#FEMSmicroBlog: Reviving the View - What it takes for a spore to germinate


When bacterial spores awake, they germinate to convert into actively growing cells. The germination phase is brief and represents the first and most critical revival event. It was long thought that this event does not require the synthesis of new RNA and proteins. This dogma keeps being challenged as outlined in microLife in the review “Reviving the View: Evidence that Macromolecule Synthesis Fuels Bacterial Spore Germination”. Sigal Ben-Yehuda explains for the #FEMSmicroBlog how – in contrast to the current dogma – bacterial spore germination demands macromolecule synthesis. #FascinatingMicrobes


Bacilli bacteria form spores when starved

When starved of nutrients, bacteria from the Bacilli genus can enter a developmental process called sporulation. This process culminates in the production of a highly resilient long-lasting dormant spore, the most resilient cell type known!

Encased by multiple protecting shields, the dormant spore can withstand environmental challenges, including extremes of heat, desiccation, radiation and antibiotic treatment. As such, spore-forming pathogenic bacteria (e.g. Bacillus anthracis causing the anthrax disease) are highly resistant to antibacterial treatments and difficult to eradicate.

Before a spore starts to germinate, it is dormant and covered in spore coats.
Composition of a dormant spore.

Despite residing in a deep quiescent stage, the spore awaits tuned. It keeps communicating with its surrounding, capable of sensing the reappearance of nutrients via dedicated receptors. When nutrients become available, dormancy is ceased and the spore rapidly converts into an actively growing cell.


Coming out of bacterial hibernation with germination

The remarkable revival process initiates with a key event, termed germination. This event lasts only a few minutes during which the cell awakes. During germination, the morphology of the spore transits from a phase-bright to a phase-dark state, which can be readily monitored.

The broadly accepted view argues that germination occurs without the need for transcription or translation. This assessment heavily relies on studies, conducted mostly during the 1960s-70s, showing that Bacilli spores can undergo germination in the presence of RNA and protein synthesis inhibitors.

The contrast phase changes during the spore germination process.
The spore germination process. From Zhou et al. (2022).

However, these interpretations were questioned by other researchers at that time. They reasoned that the tested compounds could not cross the impermeable spore shells to reach their targets.  Hence, compounds, incapable of penetrating the spore core, seem unsuitable to report the occurrence of macromolecule synthesis.

The short review “Reviving the View: Evidence that Macromolecule Synthesis Fuels Bacterial Spore Germination”, published in microLife, challenges this notion and discusses experimental data on the awakening process of bacterial spores.


Bacteria seem to make RNA and proteins during germination

While following newly synthesized proteins during spore revival, studies revealed that translation indeed occurs during germination. These surprising results came from amino acid tagging experiments that followed newly synthesized proteins in the reviving spore. Furthermore, chemically increasing spore permeability allowed the introduction of ribosome-targeting antibiotics into the spore core to halt protein production. At the same time, spores derived from bacterial strains with mutations in translation factors were identified; they abort germination due to deficiency in protein synthesis.

These findings encouraged to probe for germination-induced transcription. Indeed, the immediate synthesis of transcripts at the onset of germination was detected. Interestingly, this process is dependent on the phosphorylation state of the housekeeping sigma factor A. Notably, both transcription and translation were found to be essential for completing the germination process.

This short review brings to light a collection of overseen investigations, carried out during the 1960s-70s, reinforcing this hypothesis. While this is a timely issue, it is also scientifically fascinating and still a controversial subject.

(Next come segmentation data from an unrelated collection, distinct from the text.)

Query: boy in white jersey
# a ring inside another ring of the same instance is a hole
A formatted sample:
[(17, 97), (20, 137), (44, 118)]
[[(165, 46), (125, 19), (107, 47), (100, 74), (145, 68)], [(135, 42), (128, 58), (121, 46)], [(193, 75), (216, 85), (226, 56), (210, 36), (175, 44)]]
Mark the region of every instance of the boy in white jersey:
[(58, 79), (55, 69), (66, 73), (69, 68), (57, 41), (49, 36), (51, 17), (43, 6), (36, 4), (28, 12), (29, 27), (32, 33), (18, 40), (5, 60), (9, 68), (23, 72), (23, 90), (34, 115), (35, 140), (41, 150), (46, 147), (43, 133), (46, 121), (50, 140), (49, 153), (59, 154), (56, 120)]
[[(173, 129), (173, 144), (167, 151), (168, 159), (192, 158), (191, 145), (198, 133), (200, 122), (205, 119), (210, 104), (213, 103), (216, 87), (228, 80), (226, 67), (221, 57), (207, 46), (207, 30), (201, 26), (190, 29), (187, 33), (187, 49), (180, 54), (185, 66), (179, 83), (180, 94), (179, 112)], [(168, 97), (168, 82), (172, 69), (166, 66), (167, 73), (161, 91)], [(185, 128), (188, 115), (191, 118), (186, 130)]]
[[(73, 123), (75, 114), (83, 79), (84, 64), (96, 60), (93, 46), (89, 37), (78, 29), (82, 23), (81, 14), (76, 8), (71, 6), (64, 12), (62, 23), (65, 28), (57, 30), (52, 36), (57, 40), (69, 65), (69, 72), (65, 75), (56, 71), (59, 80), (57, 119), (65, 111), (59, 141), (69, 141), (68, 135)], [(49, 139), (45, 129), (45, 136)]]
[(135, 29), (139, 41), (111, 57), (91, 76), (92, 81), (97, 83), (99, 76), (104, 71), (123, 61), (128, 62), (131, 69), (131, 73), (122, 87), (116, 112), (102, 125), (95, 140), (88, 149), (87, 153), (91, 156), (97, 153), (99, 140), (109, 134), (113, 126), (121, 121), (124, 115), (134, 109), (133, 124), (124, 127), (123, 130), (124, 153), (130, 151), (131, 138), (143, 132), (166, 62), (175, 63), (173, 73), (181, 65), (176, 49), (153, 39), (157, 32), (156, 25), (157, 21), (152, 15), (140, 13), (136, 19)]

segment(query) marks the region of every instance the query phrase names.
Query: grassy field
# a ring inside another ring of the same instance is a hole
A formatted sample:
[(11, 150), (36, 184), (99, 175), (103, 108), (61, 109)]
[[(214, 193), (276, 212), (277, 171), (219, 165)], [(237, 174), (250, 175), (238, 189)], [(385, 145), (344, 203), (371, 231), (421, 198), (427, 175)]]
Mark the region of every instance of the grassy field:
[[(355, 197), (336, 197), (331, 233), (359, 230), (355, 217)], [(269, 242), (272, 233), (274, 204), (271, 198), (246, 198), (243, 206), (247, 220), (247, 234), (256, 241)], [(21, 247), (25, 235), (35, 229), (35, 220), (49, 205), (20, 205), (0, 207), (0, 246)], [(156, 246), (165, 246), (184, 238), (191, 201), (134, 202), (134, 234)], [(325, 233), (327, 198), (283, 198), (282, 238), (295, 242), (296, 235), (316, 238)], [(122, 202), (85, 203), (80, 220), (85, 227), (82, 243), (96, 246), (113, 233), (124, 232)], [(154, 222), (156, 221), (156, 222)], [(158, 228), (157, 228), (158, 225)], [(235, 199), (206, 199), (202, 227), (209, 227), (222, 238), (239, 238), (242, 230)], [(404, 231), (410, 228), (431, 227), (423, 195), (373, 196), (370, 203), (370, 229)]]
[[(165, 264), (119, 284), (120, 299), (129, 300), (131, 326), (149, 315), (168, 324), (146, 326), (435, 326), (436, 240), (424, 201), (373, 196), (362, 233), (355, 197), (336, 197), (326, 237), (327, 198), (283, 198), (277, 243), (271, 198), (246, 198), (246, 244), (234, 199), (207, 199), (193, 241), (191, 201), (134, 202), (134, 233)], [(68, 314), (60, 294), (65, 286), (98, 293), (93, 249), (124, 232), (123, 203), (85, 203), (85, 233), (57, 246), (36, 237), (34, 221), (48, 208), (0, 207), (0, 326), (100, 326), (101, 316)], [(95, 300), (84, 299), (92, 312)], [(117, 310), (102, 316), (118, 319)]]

This discussion should be valuable to many researchers investigating organisms with a quiescent life form, including fungi spores and plant seeds. Furthermore, it can be critical for developing novel strategies to interfere with the germination of spores deriving from dangerous pathogens. Overall, this perspective redefines the process of spore germination and fundamentally challenges the way it is currently viewed.


About the author of this blog

Sigal Ben-Yehuda is a Professor at the Hebrew University of Jerusalem, Israel and an EAM member. She graduated from Tel-Aviv University and carried out her postdoctoral research in the laboratory of Prof. Richard Losick at Harvard studying the developmental process of sporulation in Bacillus subtilis. The current research in her lab focuses on spore dormancy and awakening, the characterization of intercellular nanotubes formed among neighbouring bacteria identified in her laboratory, and mechanisms of phage spread in multispecies communities.

About this blog section

The section #FascinatingMicrobes for the #FEMSmicroBlog explains the science behind a paper and highlights the significance and broader context of a recent finding. One of the main goals is to share the fascinating spectrum of microbes across all fields of microbiology.